Video:  Salmon spawning Big Springs Creek, a tributary to the Shasta River.  Mature male parr are highlighted during the spawning activities.

The mature parr life strategy in the Shasta River may be an important evolutionary adaptation. In systems where migrations are long and migratory conditions are poor due to water quality, disease, and barriers (e.g., dams) the mature parr life strategy may be a form of reproductive bet hedging. If parr remain in the Shasta River, where habitat conditions are suitable for over-summer rearing, and then spawn with fish returning the following fall, they avoid the risk of high mortality during the difficult migration to the ocean down the Klamath River, with its degraded habitat. This strategy also increases the genetic diversity between cohorts (i.e., groups of fish spawned in particular year) because the mature parr were spawned in a different year than the adults returning from the ocean. Intriguingly, if these mature parr survive spawning, as sometimes seen in hatcheries (Robertson 1957, Unwin et al. 1999), they may continue to grow and spawn again in a subsequent year, unlike the typical spawn-once-and-die approach, further hedging their genetic bets.

The simplistic picture of the salmon life cycle—hatch in freshwater, migrate to the ocean, grow, return to freshwater, spawn and die—under-represents their remarkable flexibility.  Variations on this theme, such as juveniles that mature and spawn before going to sea, are adaptations that allow salmon to persist under changing environmental conditions.  If mature parr are contributing significantly to the population, then this life history strategy may have some role in stabilizing declining populations and promoting persistence of Pacific salmon in streams where they are in trouble.

Further Reading

Flain, M. 1970. Precocious male Quinnant salmon Oncorhynchus tshawytscha in New Zealand. New Zealand Journal of Marine and Freshwater Research 4:217-222.

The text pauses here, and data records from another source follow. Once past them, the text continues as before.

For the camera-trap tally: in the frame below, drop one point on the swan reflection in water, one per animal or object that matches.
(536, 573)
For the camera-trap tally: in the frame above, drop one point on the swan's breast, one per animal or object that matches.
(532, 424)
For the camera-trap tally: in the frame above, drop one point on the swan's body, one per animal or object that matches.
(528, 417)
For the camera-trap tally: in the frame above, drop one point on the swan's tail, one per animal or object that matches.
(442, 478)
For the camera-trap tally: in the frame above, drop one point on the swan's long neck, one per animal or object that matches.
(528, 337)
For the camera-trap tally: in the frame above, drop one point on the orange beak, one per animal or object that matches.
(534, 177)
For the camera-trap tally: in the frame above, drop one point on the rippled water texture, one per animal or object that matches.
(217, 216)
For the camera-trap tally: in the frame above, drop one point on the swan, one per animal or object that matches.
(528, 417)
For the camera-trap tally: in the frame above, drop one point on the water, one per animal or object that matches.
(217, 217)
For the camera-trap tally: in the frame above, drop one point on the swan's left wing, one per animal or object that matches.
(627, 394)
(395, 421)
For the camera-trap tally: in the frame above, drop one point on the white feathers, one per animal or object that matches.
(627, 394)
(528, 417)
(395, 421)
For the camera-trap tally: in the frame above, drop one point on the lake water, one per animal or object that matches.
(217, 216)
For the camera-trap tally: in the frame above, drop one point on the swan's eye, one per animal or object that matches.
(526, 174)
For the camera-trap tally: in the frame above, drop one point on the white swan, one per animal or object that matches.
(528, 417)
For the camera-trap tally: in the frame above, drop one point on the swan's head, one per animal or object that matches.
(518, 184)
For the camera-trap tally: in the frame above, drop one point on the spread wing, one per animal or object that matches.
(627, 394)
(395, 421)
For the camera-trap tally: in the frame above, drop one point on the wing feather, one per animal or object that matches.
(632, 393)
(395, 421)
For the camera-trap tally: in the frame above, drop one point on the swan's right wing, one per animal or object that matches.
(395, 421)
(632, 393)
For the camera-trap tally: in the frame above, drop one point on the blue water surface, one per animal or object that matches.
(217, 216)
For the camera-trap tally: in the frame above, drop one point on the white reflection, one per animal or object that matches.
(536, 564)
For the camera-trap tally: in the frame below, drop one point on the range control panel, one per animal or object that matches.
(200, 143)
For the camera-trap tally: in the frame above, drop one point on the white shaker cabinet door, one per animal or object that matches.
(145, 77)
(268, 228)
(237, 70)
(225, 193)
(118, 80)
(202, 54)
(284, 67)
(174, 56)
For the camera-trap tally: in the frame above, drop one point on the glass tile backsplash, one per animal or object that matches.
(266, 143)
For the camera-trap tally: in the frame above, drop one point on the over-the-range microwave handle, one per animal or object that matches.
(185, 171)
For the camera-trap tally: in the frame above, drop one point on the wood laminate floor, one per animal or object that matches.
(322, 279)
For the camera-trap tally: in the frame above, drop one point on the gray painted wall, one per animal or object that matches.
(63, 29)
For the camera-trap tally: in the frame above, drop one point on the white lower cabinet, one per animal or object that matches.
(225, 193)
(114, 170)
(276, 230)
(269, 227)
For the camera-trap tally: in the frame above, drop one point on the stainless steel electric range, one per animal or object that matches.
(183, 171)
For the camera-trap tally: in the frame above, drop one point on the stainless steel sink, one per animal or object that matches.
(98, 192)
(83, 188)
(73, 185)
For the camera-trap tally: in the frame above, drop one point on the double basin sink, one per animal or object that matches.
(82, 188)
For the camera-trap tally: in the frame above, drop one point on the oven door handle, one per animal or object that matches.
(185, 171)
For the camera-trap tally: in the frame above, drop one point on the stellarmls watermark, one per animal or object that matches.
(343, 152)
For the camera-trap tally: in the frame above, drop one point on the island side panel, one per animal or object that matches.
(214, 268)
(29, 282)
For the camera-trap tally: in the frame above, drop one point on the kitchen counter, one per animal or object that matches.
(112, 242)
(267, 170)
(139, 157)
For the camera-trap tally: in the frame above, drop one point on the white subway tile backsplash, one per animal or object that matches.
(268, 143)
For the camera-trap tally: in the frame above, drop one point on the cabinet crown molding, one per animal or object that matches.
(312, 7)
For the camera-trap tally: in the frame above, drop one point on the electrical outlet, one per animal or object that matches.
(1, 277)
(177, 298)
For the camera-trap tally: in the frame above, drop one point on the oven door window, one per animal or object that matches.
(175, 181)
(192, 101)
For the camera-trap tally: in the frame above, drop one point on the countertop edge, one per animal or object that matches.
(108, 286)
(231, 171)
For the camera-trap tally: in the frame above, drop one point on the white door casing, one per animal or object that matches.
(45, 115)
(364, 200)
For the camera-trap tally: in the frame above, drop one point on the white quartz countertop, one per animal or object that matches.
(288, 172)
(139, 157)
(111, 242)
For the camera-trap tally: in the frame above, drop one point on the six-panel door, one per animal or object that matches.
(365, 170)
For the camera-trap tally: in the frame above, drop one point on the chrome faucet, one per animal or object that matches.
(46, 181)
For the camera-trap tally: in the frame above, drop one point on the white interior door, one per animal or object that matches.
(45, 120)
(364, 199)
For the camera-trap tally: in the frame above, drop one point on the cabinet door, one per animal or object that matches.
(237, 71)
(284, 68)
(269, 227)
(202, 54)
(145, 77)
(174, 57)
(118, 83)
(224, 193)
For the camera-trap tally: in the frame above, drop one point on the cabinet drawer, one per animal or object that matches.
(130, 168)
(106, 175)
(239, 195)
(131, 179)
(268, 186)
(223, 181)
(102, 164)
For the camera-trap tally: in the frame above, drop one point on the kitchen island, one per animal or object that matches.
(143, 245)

Gebhards, S. V. 1960. Biological notes on precocious male Chinook salmon parr in the Salmon River Drainage, Idaho. Progressive Fish Culturist 22:121-123.

Larsen, D. A., B. R. Beckman, K. A. Cooper, D. Barrett, M. Johnston, P. Swanson, and W. W. Dickhoff. 2004. Assessment of high rates of precocious male maturation in a spring Chinook salmon supplementation hatchery program. Transactions of the American Fisheries Society 133:98-120.

Mullan, J. W., A. Rockhold, and C. R. Chrisman. 1992. Life histories and precocity of chinook salmon in the mid-columbia river. Progressive Fish-Culturist 54:25-28.

Rich, W. H. 1920. Early histories and seaward migration of Chinook salmon in the Columbia and Sacramento Rivers. Bulletin of the United States Bureau of Fisheries.

Robertson, O. H. 1957. Survival of precociously mature king salmon male parr (Oncorhynchus tshawytscha Juv.) after spawning. California Fish and Game 43:119-130.

Rutter, C. 1903. Natural fistory of the Quinnat salmon. Bulletin of the United States Fish commission.

Unwin, M. J., M. T. Kinnison, and T. P. Quinn. 1999. Exceptions to semelparity: postmaturation survival, morphology, and energetics of male chinook salmon (Oncorhynchus tshawytscha). Canadian Journal of Fisheries and Aquatic Sciences 56:1172-1181.